The EU prescribes ASEAN type ‘connectivity’ for the Balkans
My last article on the Balkans titled “Why is [Emmanuel] Macron skeptical about playing Ode to Joy for the Balkans?” ended with the following foresight: “Time will show us whether the EU, with the rivalry mentality of French President Macron, will succeed in finding ways not to get stuck in a cul-de-sac in the Balkans.” As it can be remembered, the European Commission adopted the strategy this February under the title of “A credible enlargement perspective for an enhanced EU engagement with the Western Balkans.” Then, in April, the College of Commissioners recommended to the European Council to open accession negotiations with Albania and Macedonia. However, at the very same time, Macron, in his speech to the European Parliament, ruled out any expansion of the EU until its member states undertake serious reforms and stressed that he does not want to see Balkan countries turn towards Turkey or Russia.
The EU-“Western Balkans” summit took place in Sofia this May. Per European Council’s press release, “EU leaders agreed on the Sofia declaration, with which Western Balkans partners have aligned themselves.” In the Summit Declaration, the leaders of the EU and of its member states, after welcoming “the shared commitment of Western Balkans partners to European values and principles” and affirming their “unequivocal support for the European perspective” did not pronounce any meaningful vision for enlargement towards the Balkans. Instead, they only referred to a vague, new concept of “connectivity.” Firstly, the declaration states that “building on progress made, including through regional initiatives, we pledge to enhance substantially connectivity in all its dimensions: Transport, energy, digital, economic and human.” Then, in the Annex of the Declaration, it is elaborated that a new package of connectivity projects is to be launched including support for the Blue Highway and the Peace Highway. According to press reports, Albanian Prime Minister Edi Rama told a group of journalists after the summit that “a perspective without accession talks is like a marriage where we do not talk. How will it happen?”
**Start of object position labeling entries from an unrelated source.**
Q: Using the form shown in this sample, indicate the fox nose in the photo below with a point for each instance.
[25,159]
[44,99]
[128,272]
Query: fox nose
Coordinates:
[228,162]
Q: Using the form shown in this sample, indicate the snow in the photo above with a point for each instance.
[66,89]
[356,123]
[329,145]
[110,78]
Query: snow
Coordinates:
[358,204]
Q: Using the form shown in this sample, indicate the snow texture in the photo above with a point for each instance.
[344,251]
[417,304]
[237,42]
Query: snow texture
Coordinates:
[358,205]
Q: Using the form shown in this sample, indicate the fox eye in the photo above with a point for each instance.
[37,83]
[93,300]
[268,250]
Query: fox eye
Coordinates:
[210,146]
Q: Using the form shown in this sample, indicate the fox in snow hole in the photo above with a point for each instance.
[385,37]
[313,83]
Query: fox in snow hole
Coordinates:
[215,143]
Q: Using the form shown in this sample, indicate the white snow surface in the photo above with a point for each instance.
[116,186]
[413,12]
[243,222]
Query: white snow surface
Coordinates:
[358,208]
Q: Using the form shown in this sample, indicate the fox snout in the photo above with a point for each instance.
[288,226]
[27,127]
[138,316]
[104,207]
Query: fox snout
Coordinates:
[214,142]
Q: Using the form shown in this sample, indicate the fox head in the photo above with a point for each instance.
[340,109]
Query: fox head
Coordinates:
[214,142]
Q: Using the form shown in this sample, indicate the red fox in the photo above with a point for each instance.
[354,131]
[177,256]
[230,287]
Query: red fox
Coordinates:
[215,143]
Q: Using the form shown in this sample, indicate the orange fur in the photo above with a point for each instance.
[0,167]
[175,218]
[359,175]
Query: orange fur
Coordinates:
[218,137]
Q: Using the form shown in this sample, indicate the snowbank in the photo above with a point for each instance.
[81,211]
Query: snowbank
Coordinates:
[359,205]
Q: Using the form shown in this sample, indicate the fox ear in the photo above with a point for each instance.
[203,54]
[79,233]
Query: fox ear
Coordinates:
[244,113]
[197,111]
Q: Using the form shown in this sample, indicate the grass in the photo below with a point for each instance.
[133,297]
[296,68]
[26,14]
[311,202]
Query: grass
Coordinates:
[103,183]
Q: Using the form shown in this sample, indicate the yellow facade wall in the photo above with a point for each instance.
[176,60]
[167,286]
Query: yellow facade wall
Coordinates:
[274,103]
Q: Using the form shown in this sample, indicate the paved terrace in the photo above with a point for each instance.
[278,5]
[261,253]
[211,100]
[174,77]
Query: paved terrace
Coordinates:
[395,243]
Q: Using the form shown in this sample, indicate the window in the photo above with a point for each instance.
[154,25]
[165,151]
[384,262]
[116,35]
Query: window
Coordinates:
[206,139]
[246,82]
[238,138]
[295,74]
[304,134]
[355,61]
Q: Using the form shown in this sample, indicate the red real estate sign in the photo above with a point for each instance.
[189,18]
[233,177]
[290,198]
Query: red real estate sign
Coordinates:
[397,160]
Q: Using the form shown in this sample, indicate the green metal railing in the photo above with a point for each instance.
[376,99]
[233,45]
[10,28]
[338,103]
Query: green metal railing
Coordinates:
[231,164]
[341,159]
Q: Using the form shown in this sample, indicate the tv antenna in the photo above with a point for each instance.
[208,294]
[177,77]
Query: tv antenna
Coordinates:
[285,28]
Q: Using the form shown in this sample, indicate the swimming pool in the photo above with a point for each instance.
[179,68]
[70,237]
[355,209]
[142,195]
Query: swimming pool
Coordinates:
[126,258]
“Connectivity” is not an often used term in EU enlargement or integration terminology. “Connectivity” is in fact one of the foundational concepts of the Association of Southeast Asian Nations (ASEAN). According to ASEAN, “Connectivity is an integral part of building the ASEAN Community that will contribute to a more resilient and well-connected ASEAN. Enhancing ASEAN Connectivity would continue to benefit all ASEAN Member States through improved physical, institutional and people-to-people linkages.” It should be noted that ASEAN’s conception of regional integration is not as comprehensive and deep as that of the EU’s, meaning that it leaves much more room for individuality among member states and is not geared towards the creation of a supranational entity.
In some of the speeches made by top European Commission officials concerning the Asian context, like the one delivered in the Chinese Belt and Road Forum in Beijing and in the document titled EU-ASEAN Action Plan (2018-2022), we find references to “connectivity.” However, it should be underlined that this term and the concept it represents cannot be considered as part of the usual EU terminology and derives its meaning from a different conception of integration. It seems that the EU, in order not to get stuck in a cul-de-sac in the Balkans, tries to import ASEAN-origin concepts to be used by the EU. From my perspective, this move might be an indication that the EU is running out of creative and original ideas about enlargement and integration. If the EU loses its creativity and originality, it will further lose its already limited influence on the global scale. We are still in need of a lively and balancing EU that can take its place in the center stage of the international arena.
*Teoman Ertuğrul Tulun is an analyst at the Center for Eurasian Studies (AVİM).